Products such as rye or low GI bread, which in South Africa are much more expensive and tend to be consumed by richer households, will not be zero-rated, National Treasury said.
Luxury comes at a price
Meanwhile, Finance Minister Malusi Gigaba said that in addition to VAT, new proposals will see an increase on duties for luxury goods.
In addition to VAT, we are increasing excise duties on luxury goods and estate duty on wealthy individuals, he said when tabling his Budget Speech on Wednesday.
In its budget review document, Treasury said a less complex means of applying higher taxes to luxury goods is to increase ad valorem excise duties.

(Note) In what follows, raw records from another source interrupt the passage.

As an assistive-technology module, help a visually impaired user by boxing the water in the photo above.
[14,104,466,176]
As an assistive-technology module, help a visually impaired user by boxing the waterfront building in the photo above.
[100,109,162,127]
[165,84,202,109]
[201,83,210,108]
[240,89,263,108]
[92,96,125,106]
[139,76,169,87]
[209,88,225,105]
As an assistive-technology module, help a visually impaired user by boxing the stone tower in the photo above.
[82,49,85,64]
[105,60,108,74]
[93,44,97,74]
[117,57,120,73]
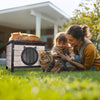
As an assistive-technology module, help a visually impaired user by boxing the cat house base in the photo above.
[6,40,45,72]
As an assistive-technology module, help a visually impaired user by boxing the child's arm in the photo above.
[68,48,75,60]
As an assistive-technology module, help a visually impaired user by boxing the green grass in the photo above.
[0,66,100,100]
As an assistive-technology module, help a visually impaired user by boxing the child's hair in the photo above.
[54,32,67,45]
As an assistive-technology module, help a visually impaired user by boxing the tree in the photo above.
[63,0,100,49]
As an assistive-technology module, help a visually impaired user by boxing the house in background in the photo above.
[0,1,68,57]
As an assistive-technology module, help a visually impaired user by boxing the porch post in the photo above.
[54,25,58,38]
[36,15,41,37]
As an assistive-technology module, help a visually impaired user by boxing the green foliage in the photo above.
[0,66,100,100]
[63,0,100,49]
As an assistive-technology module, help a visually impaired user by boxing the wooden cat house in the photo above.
[6,32,45,72]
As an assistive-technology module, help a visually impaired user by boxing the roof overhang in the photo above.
[0,2,68,30]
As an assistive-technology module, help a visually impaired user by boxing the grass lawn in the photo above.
[0,66,100,100]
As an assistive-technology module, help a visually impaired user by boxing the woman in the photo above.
[59,25,100,70]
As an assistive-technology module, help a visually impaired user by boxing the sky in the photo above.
[0,0,81,17]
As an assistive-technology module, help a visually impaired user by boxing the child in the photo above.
[51,32,75,68]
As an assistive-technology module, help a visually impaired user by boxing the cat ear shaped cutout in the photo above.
[40,50,45,54]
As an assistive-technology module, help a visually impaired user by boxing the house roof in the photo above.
[0,1,68,30]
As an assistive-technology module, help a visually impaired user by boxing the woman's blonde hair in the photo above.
[54,32,67,45]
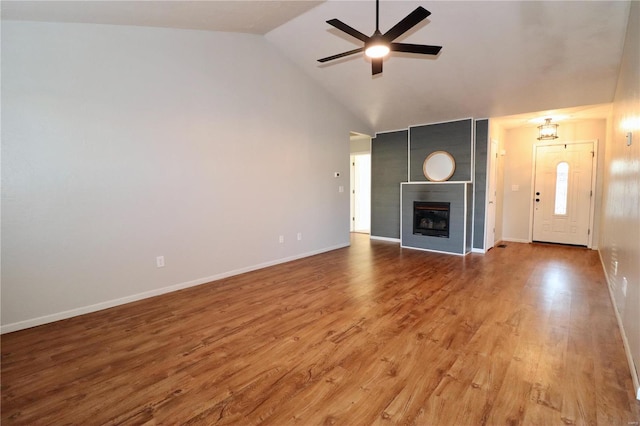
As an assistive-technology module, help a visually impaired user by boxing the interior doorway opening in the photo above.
[349,132,371,234]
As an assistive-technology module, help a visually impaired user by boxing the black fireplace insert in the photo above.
[413,201,451,238]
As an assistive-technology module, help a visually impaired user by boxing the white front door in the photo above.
[533,142,594,246]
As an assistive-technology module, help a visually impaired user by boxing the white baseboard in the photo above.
[400,245,471,256]
[598,250,640,400]
[0,243,350,334]
[500,237,531,244]
[369,235,400,243]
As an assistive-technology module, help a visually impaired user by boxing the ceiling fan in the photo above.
[318,0,442,75]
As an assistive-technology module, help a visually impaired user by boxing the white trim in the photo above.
[500,237,531,244]
[400,244,469,256]
[598,250,640,400]
[462,183,474,253]
[400,180,473,185]
[369,235,402,243]
[408,127,411,181]
[464,120,476,251]
[0,243,351,334]
[373,127,407,138]
[409,117,474,128]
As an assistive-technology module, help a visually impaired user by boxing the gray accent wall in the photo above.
[371,119,489,254]
[473,119,489,250]
[409,119,473,182]
[371,130,408,239]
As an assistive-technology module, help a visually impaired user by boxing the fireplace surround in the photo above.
[413,201,451,238]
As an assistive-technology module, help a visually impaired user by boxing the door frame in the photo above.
[484,139,500,253]
[529,139,598,248]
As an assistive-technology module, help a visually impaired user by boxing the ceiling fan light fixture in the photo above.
[538,118,558,141]
[364,43,391,58]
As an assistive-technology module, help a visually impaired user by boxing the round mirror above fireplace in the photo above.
[422,151,456,182]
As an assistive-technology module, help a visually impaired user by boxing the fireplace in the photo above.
[413,201,451,238]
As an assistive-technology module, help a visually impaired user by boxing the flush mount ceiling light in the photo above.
[538,118,558,141]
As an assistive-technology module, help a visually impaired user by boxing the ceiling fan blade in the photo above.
[384,6,431,42]
[371,58,382,75]
[318,47,364,62]
[390,43,442,55]
[327,19,369,42]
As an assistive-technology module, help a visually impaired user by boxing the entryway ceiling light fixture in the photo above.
[538,118,558,141]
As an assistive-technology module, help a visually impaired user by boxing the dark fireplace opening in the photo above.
[413,201,451,238]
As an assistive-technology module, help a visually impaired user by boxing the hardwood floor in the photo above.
[1,234,640,425]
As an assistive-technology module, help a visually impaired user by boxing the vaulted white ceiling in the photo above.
[2,0,630,131]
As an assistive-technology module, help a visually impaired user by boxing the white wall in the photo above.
[600,2,640,399]
[1,21,373,332]
[502,120,607,248]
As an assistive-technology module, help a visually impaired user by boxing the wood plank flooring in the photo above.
[1,234,640,426]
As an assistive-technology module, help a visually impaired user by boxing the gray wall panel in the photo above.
[371,130,408,239]
[473,120,489,250]
[409,119,473,182]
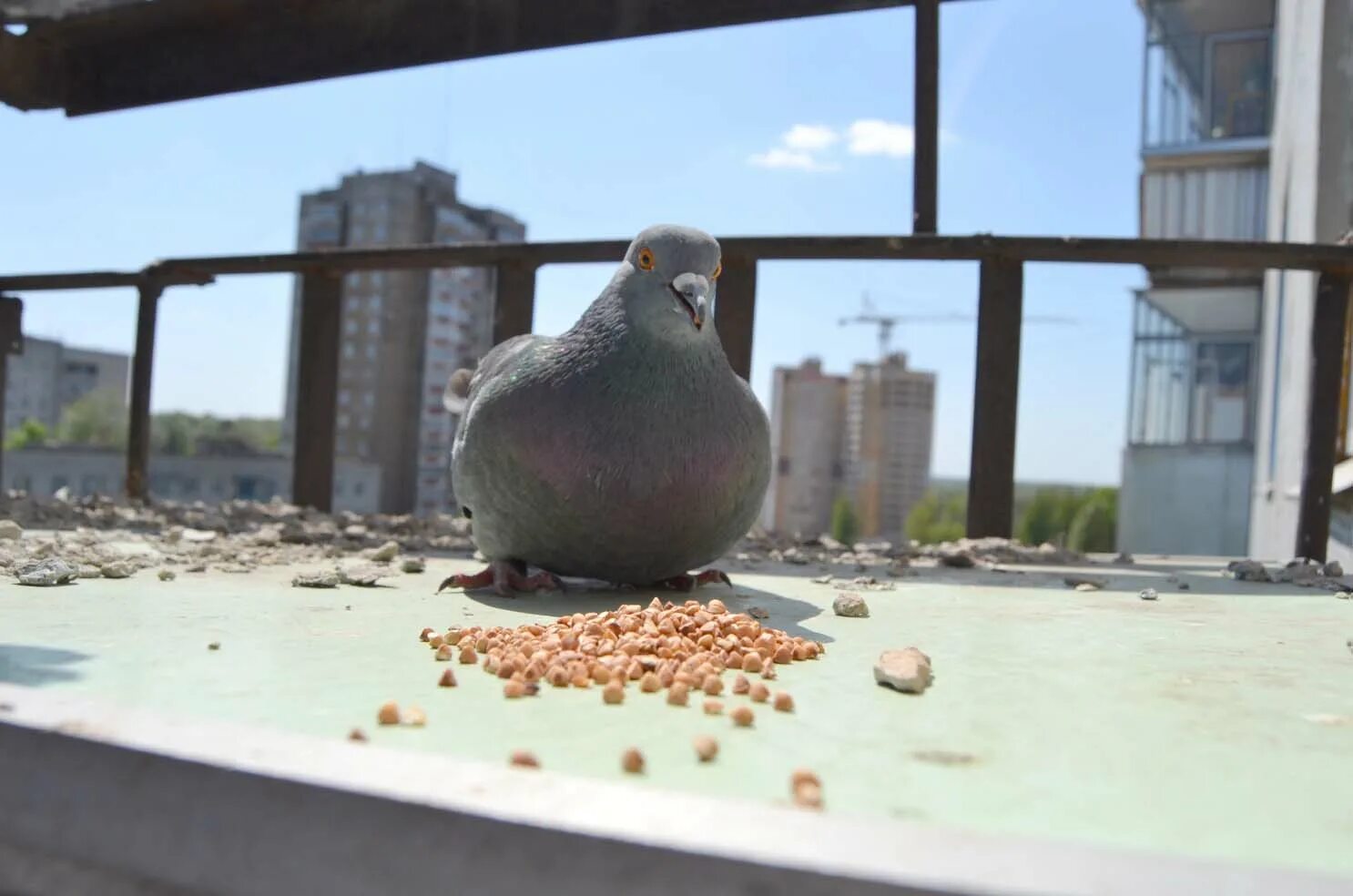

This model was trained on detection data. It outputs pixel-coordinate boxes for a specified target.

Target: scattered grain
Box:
[620,747,644,774]
[509,749,540,769]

Government proposes to increase these rates, which are already applied to some goods that are consumed mainly by wealthier households, such as cosmetics, electronics and golf balls.
The associated revenue-raising potential is not significant but it is aligned with the progressive structure of the tax system.

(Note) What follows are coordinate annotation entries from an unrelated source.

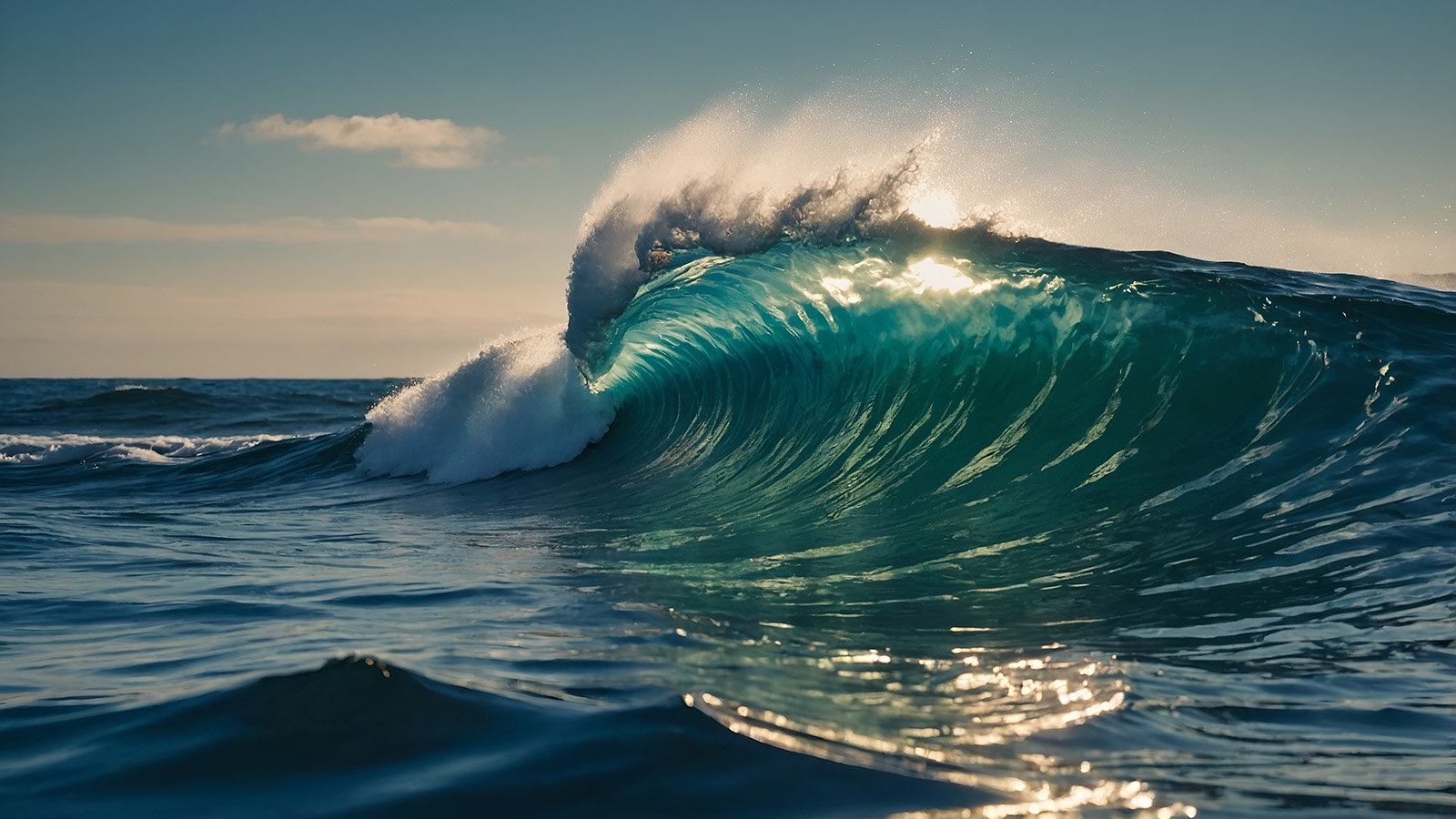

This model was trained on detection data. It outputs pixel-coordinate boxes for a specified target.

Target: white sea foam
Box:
[0,434,288,463]
[359,327,614,484]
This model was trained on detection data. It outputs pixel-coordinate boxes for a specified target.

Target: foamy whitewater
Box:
[0,103,1456,817]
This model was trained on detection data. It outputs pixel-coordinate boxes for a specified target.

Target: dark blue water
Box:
[0,226,1456,817]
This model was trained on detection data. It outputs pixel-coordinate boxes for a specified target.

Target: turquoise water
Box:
[0,220,1456,817]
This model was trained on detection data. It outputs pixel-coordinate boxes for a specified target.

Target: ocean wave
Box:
[0,433,298,465]
[0,657,987,817]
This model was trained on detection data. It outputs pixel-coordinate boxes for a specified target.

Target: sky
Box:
[0,0,1456,378]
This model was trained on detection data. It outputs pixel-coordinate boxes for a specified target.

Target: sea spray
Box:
[359,328,613,482]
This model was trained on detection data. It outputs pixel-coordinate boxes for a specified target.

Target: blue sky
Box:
[0,2,1456,378]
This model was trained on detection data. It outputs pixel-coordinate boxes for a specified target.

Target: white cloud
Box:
[221,114,505,167]
[0,213,515,245]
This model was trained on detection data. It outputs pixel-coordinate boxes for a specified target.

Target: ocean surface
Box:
[8,154,1456,819]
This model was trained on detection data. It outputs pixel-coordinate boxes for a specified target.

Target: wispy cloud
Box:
[0,213,515,245]
[213,114,505,167]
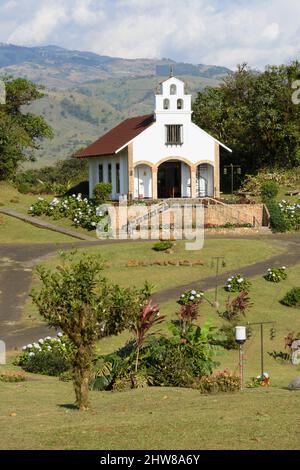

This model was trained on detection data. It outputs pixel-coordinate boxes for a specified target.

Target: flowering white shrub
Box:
[15,333,73,375]
[28,194,105,230]
[264,266,287,282]
[278,199,300,230]
[224,274,251,292]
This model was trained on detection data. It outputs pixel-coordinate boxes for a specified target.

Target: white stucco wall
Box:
[133,120,215,164]
[88,149,128,199]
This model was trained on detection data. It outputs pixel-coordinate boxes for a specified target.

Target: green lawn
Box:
[0,377,300,450]
[0,214,76,243]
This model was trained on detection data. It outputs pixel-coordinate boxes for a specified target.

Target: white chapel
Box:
[75,76,231,199]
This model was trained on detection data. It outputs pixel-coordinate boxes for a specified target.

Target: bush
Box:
[15,333,73,376]
[0,371,25,382]
[224,274,251,292]
[278,199,300,230]
[93,183,112,204]
[266,200,289,232]
[22,351,71,376]
[193,370,240,393]
[281,287,300,308]
[260,181,279,201]
[28,193,105,230]
[153,240,173,251]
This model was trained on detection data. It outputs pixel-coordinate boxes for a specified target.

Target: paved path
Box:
[0,235,300,349]
[0,207,97,241]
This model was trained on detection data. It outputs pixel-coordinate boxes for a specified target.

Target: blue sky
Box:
[0,0,300,68]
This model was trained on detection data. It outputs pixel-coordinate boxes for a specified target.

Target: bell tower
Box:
[155,74,192,121]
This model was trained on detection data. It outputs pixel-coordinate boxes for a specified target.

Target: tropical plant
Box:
[94,182,112,204]
[153,240,174,251]
[225,274,251,292]
[31,252,145,410]
[129,300,165,372]
[193,369,240,393]
[177,289,204,335]
[15,333,73,376]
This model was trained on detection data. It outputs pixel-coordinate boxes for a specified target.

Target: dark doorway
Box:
[157,162,181,199]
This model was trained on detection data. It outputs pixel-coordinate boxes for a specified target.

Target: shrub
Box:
[15,333,73,376]
[260,181,279,201]
[266,199,289,232]
[281,287,300,308]
[264,266,287,282]
[93,183,112,204]
[224,274,251,292]
[0,371,25,382]
[278,199,300,230]
[153,240,173,251]
[193,370,240,393]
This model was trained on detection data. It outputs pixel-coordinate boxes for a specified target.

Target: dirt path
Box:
[0,235,300,349]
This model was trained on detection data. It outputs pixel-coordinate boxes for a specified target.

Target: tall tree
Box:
[193,61,300,172]
[0,76,53,180]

National Treasury said effective from 1 April 2018, the maximum ad valorem excise duty for motor vehicles will be increased from 25% to 30%.

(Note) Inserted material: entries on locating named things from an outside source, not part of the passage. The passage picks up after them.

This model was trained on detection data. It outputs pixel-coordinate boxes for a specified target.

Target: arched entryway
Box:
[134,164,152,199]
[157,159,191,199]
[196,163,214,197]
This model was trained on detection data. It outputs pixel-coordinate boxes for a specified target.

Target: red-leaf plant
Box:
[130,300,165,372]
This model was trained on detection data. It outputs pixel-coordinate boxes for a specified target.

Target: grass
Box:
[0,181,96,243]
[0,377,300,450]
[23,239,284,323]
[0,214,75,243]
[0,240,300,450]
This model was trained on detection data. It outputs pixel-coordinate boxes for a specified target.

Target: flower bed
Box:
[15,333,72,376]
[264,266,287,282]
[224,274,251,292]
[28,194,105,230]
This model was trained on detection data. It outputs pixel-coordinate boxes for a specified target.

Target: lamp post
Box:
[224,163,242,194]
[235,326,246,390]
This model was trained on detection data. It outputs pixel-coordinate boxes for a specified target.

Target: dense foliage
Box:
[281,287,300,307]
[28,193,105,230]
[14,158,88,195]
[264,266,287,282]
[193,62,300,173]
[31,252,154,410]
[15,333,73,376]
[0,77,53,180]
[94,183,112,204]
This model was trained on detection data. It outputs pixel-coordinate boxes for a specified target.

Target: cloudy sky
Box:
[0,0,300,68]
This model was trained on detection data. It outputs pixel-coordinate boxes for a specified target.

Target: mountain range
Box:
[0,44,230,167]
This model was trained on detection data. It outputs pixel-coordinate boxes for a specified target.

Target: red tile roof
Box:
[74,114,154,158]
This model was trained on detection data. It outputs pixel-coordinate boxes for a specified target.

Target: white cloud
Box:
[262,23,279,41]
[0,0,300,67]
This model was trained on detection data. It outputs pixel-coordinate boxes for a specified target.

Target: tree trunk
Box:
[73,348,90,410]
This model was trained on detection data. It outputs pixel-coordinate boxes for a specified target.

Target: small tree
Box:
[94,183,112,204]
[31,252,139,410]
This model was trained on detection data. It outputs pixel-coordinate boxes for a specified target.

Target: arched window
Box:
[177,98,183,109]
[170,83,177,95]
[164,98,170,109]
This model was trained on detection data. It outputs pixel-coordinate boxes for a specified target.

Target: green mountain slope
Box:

This basically means that manufacturers who produce a vehicle with a minimum value of R850 000 at production will be liable for excise duties of 30%.
According to National Treasury, the cost is most likely to be passed, in part, to the consumer.
The classification of cellular telephones will be updated to include 'smart phones' to ensure they attract ad valorem excise duties.
In addition, the ad valorem excise duty rates, now at 5% and 7%, will be increased to 7% and 9%, ensuring that households spending more on luxury goods contribute proportionately more to revenue.
Government will also consult on a proposal to replace the flat rate for cellphones with a progressive rate structure based on the value of the phone, National Treasury said.